DESCUBRIR LA REALIDAD (EXTRAPOLAR EL TIEMPO). Uno vive entonces con un sabor a reminiscencia, a veces sueña con haber pertenecido a una de esas generaciones anteriores, con haber sido amigo de uno de aquellos ciudadanos, aunque ciertamente logramos hacerlo con unos pocos de ellos, muy pocos con los que sostuvimos encuentros y conversaciones gratas y agradables. “¡Qué importa el tiempo! exclama María Eugenia Rincón en su poema. Somos / un olvido y un nombre / que horadando en la vida, / asiremos las manos que nunca conocimos / y en su vacío, intacta / la palabra que un día quisimos escuchar.” (Frontera de la sombra, p. 62)

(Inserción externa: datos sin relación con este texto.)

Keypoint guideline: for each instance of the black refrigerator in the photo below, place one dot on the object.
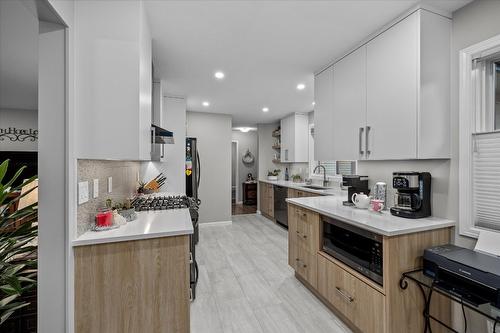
(192, 168)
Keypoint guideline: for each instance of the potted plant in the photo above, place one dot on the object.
(18, 263)
(273, 175)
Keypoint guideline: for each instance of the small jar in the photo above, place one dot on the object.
(104, 217)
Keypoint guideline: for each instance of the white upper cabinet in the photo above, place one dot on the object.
(349, 107)
(113, 80)
(323, 115)
(408, 96)
(391, 96)
(392, 84)
(294, 135)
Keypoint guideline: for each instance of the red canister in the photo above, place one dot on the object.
(104, 218)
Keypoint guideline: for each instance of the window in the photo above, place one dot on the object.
(333, 168)
(479, 159)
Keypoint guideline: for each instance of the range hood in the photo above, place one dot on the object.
(161, 136)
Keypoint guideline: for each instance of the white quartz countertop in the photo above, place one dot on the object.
(381, 223)
(152, 224)
(299, 186)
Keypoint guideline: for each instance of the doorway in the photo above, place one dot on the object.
(243, 173)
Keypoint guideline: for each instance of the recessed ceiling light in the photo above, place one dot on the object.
(219, 75)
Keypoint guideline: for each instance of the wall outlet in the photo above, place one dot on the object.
(95, 188)
(83, 192)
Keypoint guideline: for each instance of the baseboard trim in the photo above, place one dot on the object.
(218, 223)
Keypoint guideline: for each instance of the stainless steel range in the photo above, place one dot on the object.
(158, 202)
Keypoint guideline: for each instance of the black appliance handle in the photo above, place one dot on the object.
(196, 272)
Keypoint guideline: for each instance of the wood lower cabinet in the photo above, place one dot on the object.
(133, 286)
(266, 199)
(293, 193)
(365, 305)
(303, 242)
(356, 300)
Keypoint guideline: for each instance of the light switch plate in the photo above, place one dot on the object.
(83, 192)
(95, 188)
(110, 184)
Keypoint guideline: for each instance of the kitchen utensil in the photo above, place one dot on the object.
(379, 192)
(360, 200)
(354, 184)
(377, 205)
(413, 194)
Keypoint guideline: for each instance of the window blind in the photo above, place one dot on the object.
(346, 167)
(486, 180)
(330, 168)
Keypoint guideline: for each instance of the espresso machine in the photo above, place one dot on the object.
(354, 184)
(413, 194)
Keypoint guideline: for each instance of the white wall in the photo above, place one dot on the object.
(18, 56)
(26, 120)
(246, 141)
(213, 132)
(52, 163)
(173, 119)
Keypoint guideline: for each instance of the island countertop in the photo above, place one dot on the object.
(383, 223)
(151, 224)
(299, 186)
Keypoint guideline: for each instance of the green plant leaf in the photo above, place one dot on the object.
(7, 300)
(3, 169)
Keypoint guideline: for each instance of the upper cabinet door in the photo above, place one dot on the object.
(323, 115)
(392, 81)
(349, 107)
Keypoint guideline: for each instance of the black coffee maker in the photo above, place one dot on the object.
(413, 194)
(354, 184)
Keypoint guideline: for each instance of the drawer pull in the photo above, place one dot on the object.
(345, 295)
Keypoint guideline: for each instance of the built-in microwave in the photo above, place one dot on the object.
(358, 248)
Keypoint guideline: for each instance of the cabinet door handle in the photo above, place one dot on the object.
(361, 129)
(368, 151)
(345, 295)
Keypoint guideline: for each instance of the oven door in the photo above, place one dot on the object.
(355, 247)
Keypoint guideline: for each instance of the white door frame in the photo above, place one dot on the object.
(237, 176)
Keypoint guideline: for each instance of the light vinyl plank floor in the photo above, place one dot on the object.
(246, 285)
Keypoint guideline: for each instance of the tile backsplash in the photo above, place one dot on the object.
(124, 174)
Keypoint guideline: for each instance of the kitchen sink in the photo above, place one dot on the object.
(316, 187)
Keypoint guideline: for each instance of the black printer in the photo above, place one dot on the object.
(470, 275)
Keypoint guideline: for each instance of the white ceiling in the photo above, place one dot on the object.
(265, 48)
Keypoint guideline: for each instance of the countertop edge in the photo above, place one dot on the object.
(296, 187)
(445, 224)
(84, 242)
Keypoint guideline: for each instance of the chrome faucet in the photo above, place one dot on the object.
(325, 181)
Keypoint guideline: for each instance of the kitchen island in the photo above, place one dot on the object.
(355, 266)
(135, 278)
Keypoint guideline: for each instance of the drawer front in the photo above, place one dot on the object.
(306, 266)
(307, 230)
(356, 300)
(292, 237)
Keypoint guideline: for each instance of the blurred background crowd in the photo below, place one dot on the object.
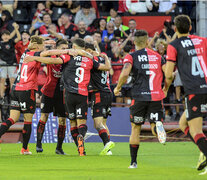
(99, 22)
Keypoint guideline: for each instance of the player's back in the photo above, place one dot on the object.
(190, 54)
(54, 73)
(76, 74)
(100, 79)
(27, 73)
(147, 75)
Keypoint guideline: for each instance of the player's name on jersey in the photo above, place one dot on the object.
(152, 92)
(195, 51)
(149, 66)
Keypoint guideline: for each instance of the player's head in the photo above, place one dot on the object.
(25, 36)
(78, 44)
(89, 47)
(36, 43)
(62, 44)
(5, 35)
(140, 38)
(182, 24)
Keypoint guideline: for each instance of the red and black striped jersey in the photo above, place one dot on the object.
(147, 75)
(100, 79)
(190, 55)
(27, 73)
(54, 73)
(77, 73)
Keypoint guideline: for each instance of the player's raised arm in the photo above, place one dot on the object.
(107, 65)
(45, 60)
(169, 68)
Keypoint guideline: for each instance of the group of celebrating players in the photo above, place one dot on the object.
(72, 73)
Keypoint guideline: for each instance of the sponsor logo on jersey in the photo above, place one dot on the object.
(186, 43)
(138, 119)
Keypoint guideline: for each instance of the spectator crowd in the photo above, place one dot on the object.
(99, 22)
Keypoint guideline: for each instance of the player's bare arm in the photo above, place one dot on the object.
(169, 68)
(107, 65)
(123, 78)
(45, 60)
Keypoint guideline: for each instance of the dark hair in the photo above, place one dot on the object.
(117, 33)
(5, 32)
(46, 14)
(132, 20)
(97, 32)
(127, 48)
(182, 23)
(141, 32)
(61, 41)
(86, 5)
(37, 39)
(89, 46)
(79, 42)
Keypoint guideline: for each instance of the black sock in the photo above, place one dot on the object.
(133, 152)
(5, 126)
(103, 135)
(26, 133)
(40, 132)
(187, 133)
(74, 133)
(201, 141)
(82, 129)
(61, 136)
(155, 130)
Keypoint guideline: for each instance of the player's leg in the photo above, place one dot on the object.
(138, 112)
(134, 142)
(40, 131)
(195, 109)
(27, 101)
(155, 116)
(13, 118)
(14, 114)
(59, 110)
(61, 135)
(27, 129)
(183, 124)
(2, 82)
(46, 106)
(71, 111)
(74, 131)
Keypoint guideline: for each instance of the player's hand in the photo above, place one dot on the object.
(117, 91)
(28, 59)
(165, 91)
(72, 52)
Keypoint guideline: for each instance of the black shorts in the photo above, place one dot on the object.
(23, 101)
(196, 106)
(101, 104)
(76, 106)
(54, 104)
(141, 110)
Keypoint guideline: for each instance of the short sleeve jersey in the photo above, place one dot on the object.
(54, 73)
(147, 75)
(100, 79)
(77, 72)
(190, 55)
(27, 73)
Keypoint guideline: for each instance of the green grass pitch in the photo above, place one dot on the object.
(173, 161)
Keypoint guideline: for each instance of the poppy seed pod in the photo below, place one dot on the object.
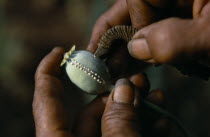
(87, 71)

Uno da gracias a Dios que logró disfrutar, si no a las anchas, al menos con el límite de sus posibilidades aquellos beneficios sociales y culturales que tuvieron existencia en la ciudad, que tuvo acceso a esos cuerpos socio-culturales tan importantes en su vigencia total. Uno conoció su voz y su lenguaje; su palabra y conversación agradable, el consejo útil recibido y hasta la pequeña congratulación de ellos por lo que estábamos haciendo. Uno mira hacia atrás como a través de un cristal y suele ver enfrente, del otro lado la figura precisa de uno o de varios de aquellos hombres paradigmáticos, por más que el tiempo de ahora no los nombre a todos, sino a muy pocos de ellos, pero están allí subyacentes en los diversos documentos archivados, o mejor, diremos guardados como signo de respeto y porque esta última palabra tiene más gusto afectivo, familiar y sentimental.

 

SÓLO RECUERDOS QUEDAN. Siempre tenemos ante nosotros un paisaje de los de la ciudad, siempre lo vamos a tener, y de otros, por qué no; con las mismas formas y características como en verdad han sido, pero no con el mismo significado incambiable, sino mutante de acuerdo con nuestra condición sentimental. Además de que esos paisajes tienen un grado de contenido diferente para nuestra condición humana, unos más adentrados en la conciencia y en el recuerdo, otros tangenciales como siempre han sido. Nuestros sentidos reaccionan de modo muy particular ante una determinada imagen delante. Uno la vive y la revive fijada a nuestra propia biografía, porque fuimos de sus adentros y de sus afueras; de su semblante exterior, pero más de su mundo o realidad interior. En el caso del Hotel Trujillo, nos pega la imagen por igual, por fuera y por dentro; su fisonomía y su cuerpo interior, ya que se hizo paisaje total galvanizado al que nunca hemos querido convertir en ruina. “Todo estado del alma es un paisaje”, acabo de leer, y me impacta esta aseveración, me emociona dulcemente, porque hay rostros y lugares que uno los internaliza intensamente y los convierte en paisajes en el alma, los sensibiliza y asume emotivamente como una parte de la vida, se estacionan en el interior no como una materia viva, sino como un hecho intangible también vivo. Y como dice un autor: “Una tristeza es dentro de nosotros un lago muerto, una alegría, un día de sol en nuestro espíritu”, entonces me pregunto, tal vez retóricamente, ¿No es mejor que esa tristeza que vengo confesando originada por una imagen visiblemente inerte del Hotel Trujillo, la convierta más bien, como puede ser, en una alegría, en un día de sol en mi espíritu? ¡Ah!, porque resulta que también tenemos el portento de extrapolar los signos del recuerdo, avivarlos y darles otra dimensión; ponerlos en otro estado, hasta cambiarles la forma y el color; es decir, somos creativos por esencia y naturaleza. Y es cuando me digo: ¡hazlo! Y entonces ahora sólo quiero rememorar los signos alegres y dichosos que hubo en mi vida pasada en ese sitio hermoso. Sólo goce y placer debo sentir y expresar, sólo contento y satisfacción al remover mi recuerdo, mi silencio existencial por ese sitio espléndido de la ciudad natal.